Die Stadt ist voll – und fühlt sich ruhig an.

Wo sind all die ganzen Leute hin? Am Freitag geht es in den Arkaden am Potsdamer Platz beschaulich zu – und das am Tag vor Heiligabend! Am Hauptbahnhof sind zwar die Züge voller und die Reisetaschen dicker als sonst, aber von Chaos und Gedränge keine Spur, zumal keine Schneeflocke die Züge herausfordert. Auch auf den Berliner Flughäfen herrscht Normalbetrieb. Vielleicht liegt es am arbeitgeberfreundlichen Wochenendtermin, dass die Stadt diesem Weihnachtsfest eher ruhig entgegendämmert.

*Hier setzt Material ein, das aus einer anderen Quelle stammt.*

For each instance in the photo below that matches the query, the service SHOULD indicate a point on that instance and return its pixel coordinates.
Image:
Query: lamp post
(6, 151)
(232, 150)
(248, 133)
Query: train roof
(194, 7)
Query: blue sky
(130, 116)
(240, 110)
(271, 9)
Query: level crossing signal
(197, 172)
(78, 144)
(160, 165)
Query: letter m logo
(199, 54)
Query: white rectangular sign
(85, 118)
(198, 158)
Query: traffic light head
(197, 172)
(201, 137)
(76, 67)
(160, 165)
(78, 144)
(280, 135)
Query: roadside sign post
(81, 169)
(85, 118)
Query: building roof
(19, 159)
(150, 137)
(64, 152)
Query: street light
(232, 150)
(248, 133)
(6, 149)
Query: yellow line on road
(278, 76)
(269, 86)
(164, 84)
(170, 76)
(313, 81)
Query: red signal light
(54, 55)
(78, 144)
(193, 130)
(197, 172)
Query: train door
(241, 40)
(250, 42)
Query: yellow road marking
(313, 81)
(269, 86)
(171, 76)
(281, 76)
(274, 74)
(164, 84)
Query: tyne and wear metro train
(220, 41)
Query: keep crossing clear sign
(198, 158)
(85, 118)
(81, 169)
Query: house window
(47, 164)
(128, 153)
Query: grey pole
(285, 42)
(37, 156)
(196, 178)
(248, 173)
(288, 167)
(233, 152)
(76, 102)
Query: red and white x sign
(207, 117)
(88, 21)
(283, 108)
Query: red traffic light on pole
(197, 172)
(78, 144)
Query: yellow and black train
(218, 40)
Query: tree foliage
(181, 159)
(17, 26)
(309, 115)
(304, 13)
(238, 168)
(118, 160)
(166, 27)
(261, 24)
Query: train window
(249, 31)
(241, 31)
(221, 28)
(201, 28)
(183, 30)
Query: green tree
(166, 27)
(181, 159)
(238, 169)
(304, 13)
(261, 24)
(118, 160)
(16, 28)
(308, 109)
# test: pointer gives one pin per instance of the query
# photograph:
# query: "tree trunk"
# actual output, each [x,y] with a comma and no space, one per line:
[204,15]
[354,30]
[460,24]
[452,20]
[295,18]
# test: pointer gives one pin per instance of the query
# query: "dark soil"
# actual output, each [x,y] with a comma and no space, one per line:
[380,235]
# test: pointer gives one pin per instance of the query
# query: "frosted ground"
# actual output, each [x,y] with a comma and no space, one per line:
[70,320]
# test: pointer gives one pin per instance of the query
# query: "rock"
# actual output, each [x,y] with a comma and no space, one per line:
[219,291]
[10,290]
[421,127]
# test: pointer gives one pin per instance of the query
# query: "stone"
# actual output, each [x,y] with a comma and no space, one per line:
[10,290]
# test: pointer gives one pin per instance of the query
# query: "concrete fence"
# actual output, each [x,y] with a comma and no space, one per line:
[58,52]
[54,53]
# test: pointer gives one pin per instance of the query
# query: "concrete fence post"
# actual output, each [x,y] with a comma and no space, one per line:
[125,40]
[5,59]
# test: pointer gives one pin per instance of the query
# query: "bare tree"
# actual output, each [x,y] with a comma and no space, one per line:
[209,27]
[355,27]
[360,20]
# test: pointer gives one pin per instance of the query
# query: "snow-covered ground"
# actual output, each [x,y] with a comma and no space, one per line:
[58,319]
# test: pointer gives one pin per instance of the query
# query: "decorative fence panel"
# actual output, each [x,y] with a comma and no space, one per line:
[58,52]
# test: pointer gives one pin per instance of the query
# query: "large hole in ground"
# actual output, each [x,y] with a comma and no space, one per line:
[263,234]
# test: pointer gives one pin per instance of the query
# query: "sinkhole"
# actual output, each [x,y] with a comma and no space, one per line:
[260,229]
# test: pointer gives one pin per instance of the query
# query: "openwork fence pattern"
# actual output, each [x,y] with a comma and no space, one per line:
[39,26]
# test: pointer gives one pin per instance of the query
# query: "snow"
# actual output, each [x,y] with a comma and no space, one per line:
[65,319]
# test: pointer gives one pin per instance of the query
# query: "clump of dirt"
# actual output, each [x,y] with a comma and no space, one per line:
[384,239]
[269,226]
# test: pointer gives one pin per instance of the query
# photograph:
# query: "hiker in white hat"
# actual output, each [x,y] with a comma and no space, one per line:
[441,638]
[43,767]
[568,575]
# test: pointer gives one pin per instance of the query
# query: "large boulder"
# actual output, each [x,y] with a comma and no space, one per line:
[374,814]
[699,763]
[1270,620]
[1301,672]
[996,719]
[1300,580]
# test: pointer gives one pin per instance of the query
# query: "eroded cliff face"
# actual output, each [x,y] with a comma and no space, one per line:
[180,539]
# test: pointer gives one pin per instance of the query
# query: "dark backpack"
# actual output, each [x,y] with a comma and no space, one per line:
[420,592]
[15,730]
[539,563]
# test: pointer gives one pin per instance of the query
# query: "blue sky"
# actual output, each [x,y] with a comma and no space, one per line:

Am gedämpften Licht wird sich Heiligabend wenig ändern. Nach einem verregneten Vormittag könne die Sonne nur kurz herauskommen, bevor sie untergeht, sagt Dennis Dalter vom Wetterdienst Meteogroup. Immerhin ist der Regen mit sieben Grad recht lau. Grau und mild gehe es weiter, wobei kräftiger Wind die Lichterketten draußen schaukeln lässt – sofern keine Böe den ganzen Baum fällt. Richtung Silvester werde es einen Tick kälter, aber Neujahr wieder wärmer, prophezeit Dalter. Frost sei nicht in Sicht – im Gegensatz zum Vorjahr, als die Schneedecke über Weihnachten von 22 auf 32 Zentimeter wuchs und mancher kaum aus der Parklücke kam, als er am späten Heiligabend die Oma nach Hause bringen wollte.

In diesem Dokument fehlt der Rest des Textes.